Well, the stock market bounce lasted the majority of 1 day before fading late on Wednesday. Going by the quant on the seasonal I sold part of my SPY position and waited for what the historical data said should have been a positive day today to sell the rest. But it does not look like that will play out, at least if pre-market is not preparing to whipsaw market participants.
SPX (2649.93 at Wed. close) could just be testing the year’s lows, which were 2532.69 in February and 2553.80 in March) but the short-term bounce pattern is gone and in light of that the market is on ‘prove yourself bullish’ status. Not the other way around.
So barring a bullish reversal here, my plan will be to raise cash yet again. On Wednesday’s bounce I did some selling (SPY and SIMO), some buying (CVSI and GSV) and some shorting (QQQ, SOXX & CRY) per the Trade Log. But cash is the thing I can manage best, and that is what I’ll do. From that perch I plan to comfortably gauge whether a holiday season support test and relief or bearish breakdowns will be in play. The Feb. and March lows will advise on that.
As for gold stocks, by the look of GDX in pre-market they look to give back less than half of Wednesday’s gains as GDX is bid at 19.61 (Wed. close was 19.81, +.51). GDX should hold Wednesday’s low of 19.45 or there could be short-term technical trouble.
The fundamentals will only improve if stocks proceed down and oil/commodities continue to tank. But let’s also realize that the Gold/Silver ratio is still rising and that is antagonistic to gold stocks. The average gold stock buyer is after all inflation-focused and that is not what is in play if the macro comes apart.
Bond yields are down and the US dollar is up, and these are the things that go with pain in the macro markets. They are the traditional first receivers of scared money seeking liquidity. They are also the things that feed gold mining forward fundamentals. But again, the bugs usually do their most vigorous selling while the funda improve because then people are becoming increasingly fearful of deflation.

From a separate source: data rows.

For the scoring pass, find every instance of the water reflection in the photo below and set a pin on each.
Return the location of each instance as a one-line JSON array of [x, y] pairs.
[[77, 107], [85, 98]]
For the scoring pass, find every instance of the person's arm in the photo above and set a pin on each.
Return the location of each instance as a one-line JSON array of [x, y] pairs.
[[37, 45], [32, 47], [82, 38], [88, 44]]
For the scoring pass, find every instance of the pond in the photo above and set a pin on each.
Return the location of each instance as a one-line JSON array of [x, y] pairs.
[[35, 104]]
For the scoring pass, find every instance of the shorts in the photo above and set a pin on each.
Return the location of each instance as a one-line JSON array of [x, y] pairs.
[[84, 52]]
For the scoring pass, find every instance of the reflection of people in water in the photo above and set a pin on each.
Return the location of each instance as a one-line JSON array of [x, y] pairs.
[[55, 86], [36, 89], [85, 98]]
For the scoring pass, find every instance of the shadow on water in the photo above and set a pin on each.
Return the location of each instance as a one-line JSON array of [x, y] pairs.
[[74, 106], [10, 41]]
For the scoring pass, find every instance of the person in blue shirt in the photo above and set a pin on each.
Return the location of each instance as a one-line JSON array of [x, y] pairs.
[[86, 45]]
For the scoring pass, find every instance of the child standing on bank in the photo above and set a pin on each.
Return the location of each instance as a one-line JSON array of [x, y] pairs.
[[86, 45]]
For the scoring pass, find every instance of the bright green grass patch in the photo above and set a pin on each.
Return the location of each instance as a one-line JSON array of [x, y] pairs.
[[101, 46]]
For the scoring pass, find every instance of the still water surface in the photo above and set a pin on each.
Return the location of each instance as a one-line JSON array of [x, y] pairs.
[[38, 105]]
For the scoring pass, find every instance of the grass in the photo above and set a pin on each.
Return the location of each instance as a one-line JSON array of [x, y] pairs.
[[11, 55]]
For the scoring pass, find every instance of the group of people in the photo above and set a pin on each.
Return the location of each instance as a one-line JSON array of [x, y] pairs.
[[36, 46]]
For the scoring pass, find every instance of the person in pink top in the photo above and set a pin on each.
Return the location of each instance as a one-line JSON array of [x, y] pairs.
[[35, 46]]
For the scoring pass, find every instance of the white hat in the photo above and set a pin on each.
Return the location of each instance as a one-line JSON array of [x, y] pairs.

Using Q4 2008 as just one extreme (the same happened to a lesser degree in 2015) example, let’s realize that price and fundamentals are two completely different things and the sector does not usually turn on a dime with its true fundamentals. As we noted during this past earnings season, miners reported results from a Q3 in which the funda were not good at all. So we now look ahead (and hopefully front-run) the Q4 reporting season of Q1 2019.
But the weekly chart of HUI asks us to realize that the sector is not yet of the woods, and it is still Q4 2018 after all, with tax selling in effect.